I have no idea what I want to do with the rest of my working life. I have a history of stumbling upon work situations that are very meaningful, very intense, with very little financial benefit. Situations that take a couple years to recover from. I don't want to do that again. I've also had several jobs that were steady and dull, with zero flexibility and moderate financial benefit. I don't really want to do that again, at least not right now. I want flexibility for at least another couple years, until Sarah's driving and the house projects are all under control. The axes of meaning, flexibility, intensity/stress, and income, and the tradeoffs between them... It feels impossible to discern what I want or need right now.

I'm also deeply, deeply lonely. For years I've had my weeks and months designed in such a way that I see people on a regular basis, just by going about my life. I don't mean making plans with friends, although I do want to do more of that, and I'll start taking action on that next week. I mean two hours chatting with good friends while our kids are at DIY, and four hours chatting with friendly acquaintances while our kids are hanging out after the Friday readings, and a couple hours catching up with whomever shows up for tea at the library that week, and seeing people at the monthly RPG, and at the other monthly activities...

And now they're all done. Because the kids are in college, or chose other activities, or because things imploded for interpersonal reasons.

I've been so exhausted with all the start of the school year busy-ness and the changes to my own sleep schedule that it's taken me this long to really notice the fact that I can now easily go a month at a time without spending time with anyone outside my household. And again, I know I can make plans with friends, but my baseline for weeks when I don't have time or energy to make plans went from 3 days of human contact to none. No wonder I've been out of sorts.

I'm not looking for advice here, just getting it down in one place, in some sort of coherent narrative, aiming to find my own clarity.

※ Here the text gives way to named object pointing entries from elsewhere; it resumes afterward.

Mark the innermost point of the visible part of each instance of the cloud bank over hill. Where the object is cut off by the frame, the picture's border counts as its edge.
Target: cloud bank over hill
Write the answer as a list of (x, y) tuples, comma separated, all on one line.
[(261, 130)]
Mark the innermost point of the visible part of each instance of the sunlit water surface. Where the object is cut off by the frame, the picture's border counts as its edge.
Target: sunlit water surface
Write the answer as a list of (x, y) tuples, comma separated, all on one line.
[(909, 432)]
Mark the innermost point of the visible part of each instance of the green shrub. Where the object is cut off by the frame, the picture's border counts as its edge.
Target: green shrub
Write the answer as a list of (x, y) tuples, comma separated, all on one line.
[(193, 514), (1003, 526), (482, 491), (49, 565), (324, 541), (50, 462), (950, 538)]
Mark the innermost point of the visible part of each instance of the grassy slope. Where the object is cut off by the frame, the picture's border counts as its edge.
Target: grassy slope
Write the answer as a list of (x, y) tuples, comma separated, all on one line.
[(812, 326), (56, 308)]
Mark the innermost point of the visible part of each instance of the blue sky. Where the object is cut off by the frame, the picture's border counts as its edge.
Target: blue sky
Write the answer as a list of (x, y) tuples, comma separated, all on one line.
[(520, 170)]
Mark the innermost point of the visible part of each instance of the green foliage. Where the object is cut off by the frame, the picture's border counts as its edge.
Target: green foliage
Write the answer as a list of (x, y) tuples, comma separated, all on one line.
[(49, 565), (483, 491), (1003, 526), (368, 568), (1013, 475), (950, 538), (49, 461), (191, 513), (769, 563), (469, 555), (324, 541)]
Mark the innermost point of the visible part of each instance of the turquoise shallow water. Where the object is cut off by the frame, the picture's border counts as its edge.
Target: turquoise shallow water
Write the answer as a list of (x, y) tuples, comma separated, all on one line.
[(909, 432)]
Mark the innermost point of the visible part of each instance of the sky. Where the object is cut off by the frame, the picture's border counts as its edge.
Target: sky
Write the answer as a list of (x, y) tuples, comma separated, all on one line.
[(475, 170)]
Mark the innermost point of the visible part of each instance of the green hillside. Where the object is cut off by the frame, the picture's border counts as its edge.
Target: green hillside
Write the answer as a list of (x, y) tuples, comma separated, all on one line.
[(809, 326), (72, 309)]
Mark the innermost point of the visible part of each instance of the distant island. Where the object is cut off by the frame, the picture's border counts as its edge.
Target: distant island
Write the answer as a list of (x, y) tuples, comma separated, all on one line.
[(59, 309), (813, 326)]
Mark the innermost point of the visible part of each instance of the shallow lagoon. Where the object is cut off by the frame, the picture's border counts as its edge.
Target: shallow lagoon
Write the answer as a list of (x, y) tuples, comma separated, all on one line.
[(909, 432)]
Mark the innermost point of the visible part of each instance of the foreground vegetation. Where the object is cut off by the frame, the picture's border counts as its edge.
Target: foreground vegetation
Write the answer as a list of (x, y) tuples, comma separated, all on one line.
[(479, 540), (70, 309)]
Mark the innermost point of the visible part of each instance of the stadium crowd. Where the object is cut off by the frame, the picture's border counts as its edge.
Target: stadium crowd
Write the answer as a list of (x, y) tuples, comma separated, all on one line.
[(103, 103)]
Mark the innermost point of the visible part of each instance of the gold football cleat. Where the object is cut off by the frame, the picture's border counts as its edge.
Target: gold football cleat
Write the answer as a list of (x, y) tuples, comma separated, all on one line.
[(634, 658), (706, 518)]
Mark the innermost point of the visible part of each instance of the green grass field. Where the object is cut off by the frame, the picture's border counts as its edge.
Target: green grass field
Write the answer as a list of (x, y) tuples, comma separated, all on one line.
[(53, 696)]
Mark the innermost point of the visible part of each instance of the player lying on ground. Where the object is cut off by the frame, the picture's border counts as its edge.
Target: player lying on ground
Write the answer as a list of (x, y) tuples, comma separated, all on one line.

Maybe I need to stop grasping after my old routines and old community, and relax into the possibilities of new routines and new communities. Maybe once the semester settles in place I can reach out to old friends who might also be missing our old rhythms and work on figuring out new rhythms together. Maybe this level of intense discomfort with my current situation is necessary to kick my ass into gear, to start doing new things. I don't know, man. Why does growth have to be so uncomfortable?